Помрачневший лицом Стрех думал с минуту, затем махнул рукой. Мечи отодвинулись от разбойницы, но остались вне ножен.

— Благодарствуй, добрый король, — Сколопендра оправила на себе доспех, отступила от все еще настороженных стражников. — Выслушай меня и ты, принцесса. Я пришла за Казимиром.

— Видите! — кусая губки, перебила Славяна.

— Дура ты, девка, — с сожалением произнесла Сколопендра. — Ить не любит он тебя. Как жить с таким будешь?

— Стерпится — слюбится! — не отступалась Славяна, бросая взгляд на мрачного, точно туча, Казимира. — Он пришел за мной…

— Он пришел, — перебила Каля, — потому как спешим мы кратчайшим путем в земли отца его! Я вызвалась проводить комеса через Выжью Сечь, и это я привела его к замку. К тебе, Стрех, взываю: отпусти нас с миром. Не проливай крови лесных существ, позволь вернуться рыцарю Казимиру в родную вотчину. Война идет, король, — прибавила Каля уже немного тише, — большая война между людьми. Казимиру надо быть со своими воинами, кто, как не ты, можешь это понять? Отпусти нас с миром, Стрех, и не будет вражды ни между нами, ни между тобой и дриадами!

Слушая речи «грязной девки» Славяна переводила гневный и нетерпеливый взор с нее на задумчиво-сурового отца.
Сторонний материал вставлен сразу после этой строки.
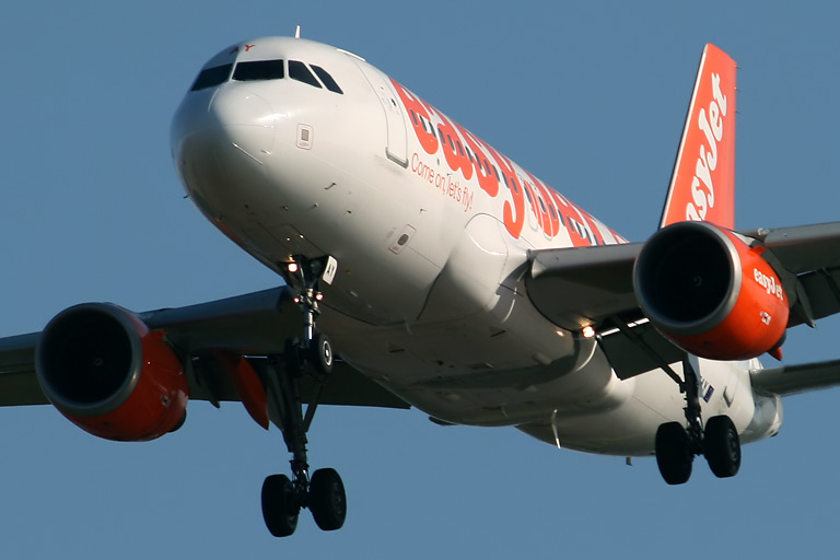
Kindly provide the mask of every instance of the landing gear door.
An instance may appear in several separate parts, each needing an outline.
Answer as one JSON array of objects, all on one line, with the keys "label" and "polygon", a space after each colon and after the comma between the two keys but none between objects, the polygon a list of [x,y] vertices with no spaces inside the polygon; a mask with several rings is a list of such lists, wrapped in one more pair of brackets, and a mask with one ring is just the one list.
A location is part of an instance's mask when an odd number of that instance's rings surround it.
[{"label": "landing gear door", "polygon": [[361,60],[355,60],[355,63],[368,79],[373,91],[376,92],[382,109],[385,112],[387,129],[385,155],[397,165],[408,167],[406,120],[397,101],[397,92],[394,91],[394,86],[385,74]]}]

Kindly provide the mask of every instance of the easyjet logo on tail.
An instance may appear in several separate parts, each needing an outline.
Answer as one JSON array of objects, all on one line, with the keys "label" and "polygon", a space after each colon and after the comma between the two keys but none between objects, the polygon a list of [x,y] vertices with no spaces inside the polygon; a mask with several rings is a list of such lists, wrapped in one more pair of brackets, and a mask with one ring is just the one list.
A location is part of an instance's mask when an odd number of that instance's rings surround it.
[{"label": "easyjet logo on tail", "polygon": [[661,226],[707,220],[735,226],[735,61],[707,45]]},{"label": "easyjet logo on tail", "polygon": [[[686,220],[705,220],[709,209],[714,207],[714,182],[712,172],[718,168],[718,142],[723,139],[723,117],[726,116],[726,96],[721,93],[721,77],[712,74],[712,101],[709,113],[700,109],[697,126],[705,136],[691,180],[691,201],[686,205]],[[707,148],[708,144],[708,148]]]}]

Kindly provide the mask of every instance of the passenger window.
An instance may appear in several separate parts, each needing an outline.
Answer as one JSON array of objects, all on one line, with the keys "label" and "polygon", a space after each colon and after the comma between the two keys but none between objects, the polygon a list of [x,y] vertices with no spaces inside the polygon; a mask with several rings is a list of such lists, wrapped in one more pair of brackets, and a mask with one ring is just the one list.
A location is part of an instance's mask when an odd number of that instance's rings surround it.
[{"label": "passenger window", "polygon": [[300,60],[289,61],[289,78],[299,82],[307,83],[314,88],[320,88],[318,80],[312,74],[306,65]]},{"label": "passenger window", "polygon": [[197,92],[226,82],[231,77],[232,69],[233,65],[222,65],[201,70],[189,91]]},{"label": "passenger window", "polygon": [[282,60],[254,60],[240,62],[233,71],[233,79],[238,81],[279,80],[285,75]]},{"label": "passenger window", "polygon": [[338,86],[336,81],[332,79],[331,75],[329,75],[329,72],[320,68],[319,66],[311,65],[313,71],[320,78],[320,81],[324,82],[324,85],[327,86],[327,90],[335,92],[335,93],[345,93],[341,91],[341,88]]}]

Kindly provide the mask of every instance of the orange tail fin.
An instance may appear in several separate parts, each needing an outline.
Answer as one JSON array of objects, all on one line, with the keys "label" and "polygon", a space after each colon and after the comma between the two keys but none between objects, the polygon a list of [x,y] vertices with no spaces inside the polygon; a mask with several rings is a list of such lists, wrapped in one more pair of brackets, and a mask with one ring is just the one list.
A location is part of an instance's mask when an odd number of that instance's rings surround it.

Затем, словно вспомнив, у кого она может просить защиты, бросилась к ногам матери.

— Матушка! Клянусь, этот рыцарь мне дороже всех на свете! Я… я убью себя, если он не станет мне мужем!

Королева ахнула, прикрывая рот рукой. По рядам придворных пронесся ропот.

— Мы не допустим этого, дитя мое, — твердо пообещала Радовида, отнимая ладонь. — Скажи, благородный Казимир, — обратилась она к помалкивающему комесу. — Если не любовь влекла тебя в наш замок, и не желаешь ты жениться на моей дочери, отчего не прошел ты мимо? Неужели ты не знал о силе проклятия, наложенного на всех нас? И о том, что лишь чистый душой отважный рыцарь, всем сердцем более всего на свете желающий соединиться с заколдованной королевной, мог ее разбудить? Ты не желаешь жениться на Славяне, это понятно всем, но ты разбудил ее. Почему не подумал ты о том, что теперь ты — самой судьбой наречен быть ей мужем? Зачем позоришь ты мою дочь и свои имена?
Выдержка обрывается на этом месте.